Foto: Alte Nationalgalerie, Berlín
Por ese motivo, quienes partían hacia el Grand Tour lo hacían acompañados de una persona de absoluta confianza, generalmente un miembro de la propia familia, un amigo íntimo de los padres o un tutor particular del joven. Era deseable que se tratara de alguien de mediana edad, que hubiera hecho él mismo el viaje en su momento y que pudiera tanto refrenar las temeridades de su protegido como solucionar de forma discreta los eventuales problemas que surgieran.

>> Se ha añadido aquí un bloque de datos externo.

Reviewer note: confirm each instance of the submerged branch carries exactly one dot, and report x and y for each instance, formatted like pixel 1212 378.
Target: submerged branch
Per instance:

A menudo también acompañaba al viajero, en calidad de compañero, alguien de una edad similar a la suya y siempre del mismo sexo, que estuviera a su lado allí donde su tutor, por corrección, discreción o fingida ignorancia, no pudiera estar: por ejemplo, en las más que habituales visitas a las cortesanas.
Junto a estos acompañantes, los más pudientes se permitían llevar consigo un reducido séquito que incluía generalmente un paje y en ocasiones un cocinero. Una parte esencial del Grand Tour era el coleccionismo de souvenirs, que podían ir desde retratos a piezas de arte antiguo, y esto significaba cargar con un equipaje que iba en aumento a medida que el viaje avanzaba. Había artistas especializados en lo que hoy llamaríamos postales, como Giambattista Piranesi o Giovanni Paolo Panini, y los más ricos se podían permitir adquirir incluso una pintura de Canaletto; estos pintores, llamados vedutisti, hacían auténticas fortunas vendiendo estampas de las ciudades a los turistas del norte. Otros personajes, poco escrupulosos, vendían piezas antiguas que frecuentemente eran falsificaciones.

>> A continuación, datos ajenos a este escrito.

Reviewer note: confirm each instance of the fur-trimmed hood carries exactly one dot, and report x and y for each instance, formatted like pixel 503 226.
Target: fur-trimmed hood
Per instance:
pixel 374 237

Interior del Panteón, por Giovanni Paolo Panini (1734)
Los vedutisti producían cuadros de pequeño formato, ilustrando los monumentos y lugares más emblemáticos de la ciudad, como recuerdo para los viajeros del Grand Tour.
Foto: National Gallery of Art, Washington D.C.
El final de una época
Al volver a su patria, enriquecidos con el bagaje material y cultural acumulado, se esperaba que los jóvenes aportasen su experiencia a la sociedad menos afortunada. Muchos escribieron cuadernos de viaje con sus impresiones, que a su vez inspirarían y ayudarían a futuros viajeros, pero que también reforzaban los tópicos acerca de lo que uno podía esperar encontrarse en cada país. Cabe destacar que, cuando la tradición se extendió también a las hijas de la aristocracia y la burguesía, muchas encontraron en el Grand Tour una de las pocas oportunidades para conocer mundo y escribir sobre él: una de ellas, Mary Shelley, concibió su novela Frankensteinen el curso de una lluviosa estancia en Suiza en compañía de otros escritores.
El desarrollo del ferrocarril de vapor a principios del siglo XIX tuvo un impacto directo en la manera de entender el Grand Tour. Por una parte hizo más asequibles y rápidos los viajes por el Viejo Continente, extendiendo los horizontes hasta destinos que típicamente no habían formado parte del recorrido como Rusia, Turquía y España. Pero precisamente, la mayor facilidad para viajar hizo disminuir el prestigio social del Grand Tour —no hay que olvidar que era también una experiencia para presumir de ella— y la necesidad de hacer un viaje tan largo. La costumbre se trasladó entonces a los ricos estadounidenses, que a pesar del desarrollo económico de su país carecían de una larga tradición cultural que debían buscar en Europa.

Una guía Bradshaw de 1891
Las Guías Bradshaw, creadas por el editor y cartógrafo inglés George Bradshaw, fueron los primeros bestsellers turísticos en una época en la que viajar empezaba a ser asequible para las clases medias: incluían un gran número de informaciones prácticas así como recomendaciones de visitas y apuntes de cultura.
Foto: W.J. Adams (CC)
En perspectiva, no es exagerado decir que los viajeros del Grand Tour inventaron muchas facetas del turismo moderno como los viajes de estudios, la pasión por los souvenirs o el intercambio cultural; incluso los paquetes a precio cerrado, que no solo evitaban que la aventura se saliese del presupuesto sino que también permitían a los padres controlar mejor en qué se gastaban sus hijos el dinero de su “viaje de formación”.